2012: la fine del mondo? (Roberto Giacobbo)

Sezione: recensioni Autore: Angela
E’ sicuramente uno degli argomenti che più fa discutere in questi ultimi mesi: sto parlando della presunta “fine del mondo”, tanto annunciata per il 21 dicembre 2012.
Anche il libro di Roberto Giacobbo, conduttore della trasmissione televisiva “Voyager”, va in questa direzione, non limitandosi, però, ad un’unica prospettiva del problema; sia la visione “catastrofista”, che quella “ottimista” sono prese in considerazione, con dati ed elementi da valutare.
Il testo di Giacobbo procede per aree tematiche, partendo dall’osservazione e dall’analisi della tanto citata, a volte, neppure correttamente, “profezia Maya”.
Questa è sicuramente la linea che, nell’immaginario collettivo, è maggiormente sposata; per dirla in sintesi, i Maya, grandi osservatori del cielo, dell’astronomia e dei fenomeni ad essa collegati, avevano diviso il tempo in cinque ere, ognuna della durata di 5125 anni; orbene, il 21 dicembre 2012 corrisponderebbe alla fine della quinta era, quella nella quale noi stiamo ora vivendo, iniziata nel 3113 a.C. Certamente, è innegabile che questo popolo di esploratori “galattici” fosse veramente istruito in merito a questioni scientifiche così poco conosciute all’epoca, ma la profezia, così come formulata, presenta dei punti oscuri.
C’è chi, sempre facendo riferimento al popolo Maya, si affida alla profezia dei cosiddetti “teschi di cristallo”, perché, “quando i 13 teschi saranno ritrovati e riuniti, inizierà per il mondo una nuova epoca”; sottolineiamo come, in questa presunta leggenda, non venga annunciata a chiare lettere la fine del mondo, ma solo il raggiungimento di una nuova fase nella storia. Comunque, a partire dal XIX secolo, i teschi di quarzo rosa, hanno iniziato ad essere scoperti e ad oggi sono conservati in luoghi diversi.

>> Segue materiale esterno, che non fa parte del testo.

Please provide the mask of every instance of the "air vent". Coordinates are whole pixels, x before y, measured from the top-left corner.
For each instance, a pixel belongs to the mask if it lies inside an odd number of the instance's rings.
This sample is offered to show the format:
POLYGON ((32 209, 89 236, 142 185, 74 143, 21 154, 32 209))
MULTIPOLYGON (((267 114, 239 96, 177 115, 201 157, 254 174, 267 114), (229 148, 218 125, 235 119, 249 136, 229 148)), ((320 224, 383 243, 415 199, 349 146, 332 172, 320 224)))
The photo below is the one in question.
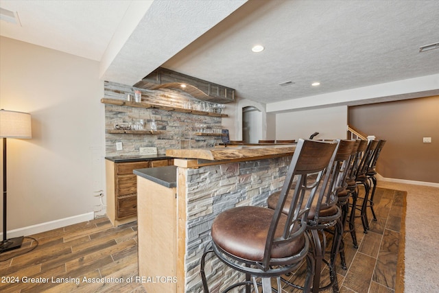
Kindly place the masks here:
POLYGON ((16 12, 10 11, 0 8, 0 19, 6 22, 21 26, 19 14, 16 12))
POLYGON ((279 84, 281 86, 290 86, 292 84, 294 84, 294 82, 292 82, 291 80, 279 84))
POLYGON ((419 52, 425 52, 425 51, 432 50, 434 49, 439 49, 439 43, 434 44, 426 45, 419 47, 419 52))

Ne mancano un paio alla totalità…
Abbandonando per il momento il popolo Maya, volendo trovare riscontri altrove che vogliano confermare la presunta fine del mondo per il 2012, non possiamo non citare il libro dell’Apocalisse, ricco di richiami simbolici e sibillini, oppure le continue trasformazioni scientifiche che la stanno facendo da padrone nell’ultimo periodo: eruzioni vulcaniche, sconvolgimenti climatici, terremoti, indebolimento del campo magnetico, buco dell’ozono, ecc.

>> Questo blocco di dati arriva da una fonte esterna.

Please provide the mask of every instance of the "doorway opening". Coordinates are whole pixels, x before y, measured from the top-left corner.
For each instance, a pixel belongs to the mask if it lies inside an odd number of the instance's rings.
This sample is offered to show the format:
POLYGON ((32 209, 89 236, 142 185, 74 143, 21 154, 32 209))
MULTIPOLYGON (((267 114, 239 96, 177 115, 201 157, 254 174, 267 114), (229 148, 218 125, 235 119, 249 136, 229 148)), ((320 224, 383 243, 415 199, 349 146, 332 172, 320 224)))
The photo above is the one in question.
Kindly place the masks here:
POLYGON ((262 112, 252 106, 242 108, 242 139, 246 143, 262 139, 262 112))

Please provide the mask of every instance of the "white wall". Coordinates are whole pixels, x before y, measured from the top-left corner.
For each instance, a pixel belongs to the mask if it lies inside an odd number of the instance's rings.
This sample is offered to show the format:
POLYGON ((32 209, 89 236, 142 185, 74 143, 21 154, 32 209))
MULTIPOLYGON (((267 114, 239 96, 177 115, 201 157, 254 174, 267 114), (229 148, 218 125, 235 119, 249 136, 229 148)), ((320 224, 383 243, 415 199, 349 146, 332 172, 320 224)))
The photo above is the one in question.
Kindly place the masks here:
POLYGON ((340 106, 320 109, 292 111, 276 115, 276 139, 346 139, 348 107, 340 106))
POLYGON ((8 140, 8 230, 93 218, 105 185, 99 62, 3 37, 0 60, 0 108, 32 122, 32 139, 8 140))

Roberto Giacobbo ci propone anche un interessantissimo excursus sulla profezia di Malachia, monaco irlandese; secondo le parole di un suo testo in latino, scritto, presumibilmente, 1000 anni fa, l’attuale papa, Benedetto XVI, sarebbe l’ultimo della storia; ma, a questo punto, è utile chiedersi se Malachia si riferisse alla fine del papato come istituzione o al termine del mondo come lo conosciamo noi oggi.
Non sto a precedere ulteriormente, anche se nel testo viene citato pure il conosciutissimo Nostradamus.
Insomma, una cosa è certa: del 2010 si fa un gran parlare..quello che in realtà accadrà lo sapremo solo il 22 dicembre di quell’anno…FORSE!!!!